Jacobi-Davidson

Jacobi-Davidson is an iterative method for approximately solving the generalized eigenvalue problem

$Ax = \lambda Bx$

for a handful of eigenpairs. The matrices are huge and can be general. For ease of discussion we take $B = I$ .

Its major selling point is that it can compute interior eigenvalues without iterating with $A^{-1}$ exactly; approximate solves are enough. For very large matrices it is typically infeasible to do an exact solve per iteration.

Other advantages include the possibility to target any point in the complex plane; freedom in the selection procedure (ordinary / harmonic / refined Ritz pairs); and the possibility to specify a good initial search subspace when one knows approximately the directions of the eigenvectors.

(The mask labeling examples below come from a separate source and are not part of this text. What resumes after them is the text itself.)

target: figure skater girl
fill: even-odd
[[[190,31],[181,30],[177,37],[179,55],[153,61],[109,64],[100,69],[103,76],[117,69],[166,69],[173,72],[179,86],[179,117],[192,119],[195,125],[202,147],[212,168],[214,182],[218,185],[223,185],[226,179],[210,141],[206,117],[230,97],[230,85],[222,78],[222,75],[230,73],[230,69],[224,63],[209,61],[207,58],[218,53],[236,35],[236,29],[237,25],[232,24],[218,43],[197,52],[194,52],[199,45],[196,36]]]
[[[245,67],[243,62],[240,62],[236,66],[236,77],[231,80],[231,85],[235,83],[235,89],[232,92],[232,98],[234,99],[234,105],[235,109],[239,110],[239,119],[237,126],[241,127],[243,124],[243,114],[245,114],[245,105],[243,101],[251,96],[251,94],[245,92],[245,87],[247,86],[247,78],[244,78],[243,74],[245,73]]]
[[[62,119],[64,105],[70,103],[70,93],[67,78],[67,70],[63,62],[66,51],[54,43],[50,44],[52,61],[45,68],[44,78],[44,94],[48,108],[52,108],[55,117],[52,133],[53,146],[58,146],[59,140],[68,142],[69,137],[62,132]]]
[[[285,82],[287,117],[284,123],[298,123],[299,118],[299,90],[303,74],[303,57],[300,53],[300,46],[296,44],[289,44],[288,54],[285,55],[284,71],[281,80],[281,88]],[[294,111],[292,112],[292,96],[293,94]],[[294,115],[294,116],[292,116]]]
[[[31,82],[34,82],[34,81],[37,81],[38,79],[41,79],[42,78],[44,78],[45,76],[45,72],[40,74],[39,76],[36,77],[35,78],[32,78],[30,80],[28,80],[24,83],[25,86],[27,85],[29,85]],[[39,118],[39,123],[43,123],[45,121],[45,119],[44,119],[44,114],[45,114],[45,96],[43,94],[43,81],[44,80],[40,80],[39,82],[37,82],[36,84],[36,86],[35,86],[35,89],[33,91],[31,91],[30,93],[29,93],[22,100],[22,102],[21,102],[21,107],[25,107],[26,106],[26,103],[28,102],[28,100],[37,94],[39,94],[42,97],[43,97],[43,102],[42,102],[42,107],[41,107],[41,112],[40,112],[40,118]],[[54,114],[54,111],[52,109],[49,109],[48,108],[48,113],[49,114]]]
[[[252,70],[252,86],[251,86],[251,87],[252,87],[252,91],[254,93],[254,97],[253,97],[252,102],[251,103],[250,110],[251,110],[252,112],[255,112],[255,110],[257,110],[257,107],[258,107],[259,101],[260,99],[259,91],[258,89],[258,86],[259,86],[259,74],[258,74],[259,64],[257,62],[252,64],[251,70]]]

Its main disadvantage is expensive iterations in comparison to Arnoldi and the like.

Subspace methods & Ritz pairs

Jacobi-Davidson is a subspace method, which means that it selects an approximate eigenvector from a low-dimensional search subspace $\mathcal{V} \subset \mathbb{C}^n$ . Clearly one cannot expect to find the exact eigenvector in a small subspace; therefore one requires the residual to be perpendicular to a test space $\mathcal{W} \subset \mathbb{C}^n$ . For now we will assume that these two coincide: $\mathcal{V} = \mathcal{W}$ . This is called a Galerkin condition.

If the columns of an orthonormal matrix $V \in \mathbb{C}^{n \times m}$ form a basis for $\mathcal{V}$ , then the above can be summarized as

$Au - \theta u \perp \mathcal{V} \text{ s.t. } u \in \mathcal{V} \Longleftrightarrow V^*AVy = \theta y$

for $y \in \mathbb{C}^m$ . Finding $(y, \theta)$ is cheap, because the matrix $V^*AV$ is small. An approximate eigenpair is then obtained as $(\theta, Vy)$ and is called a Ritz pair. We pick the approximate eigenpair that is of most interest; for instance with a Ritz value closest to a specified target.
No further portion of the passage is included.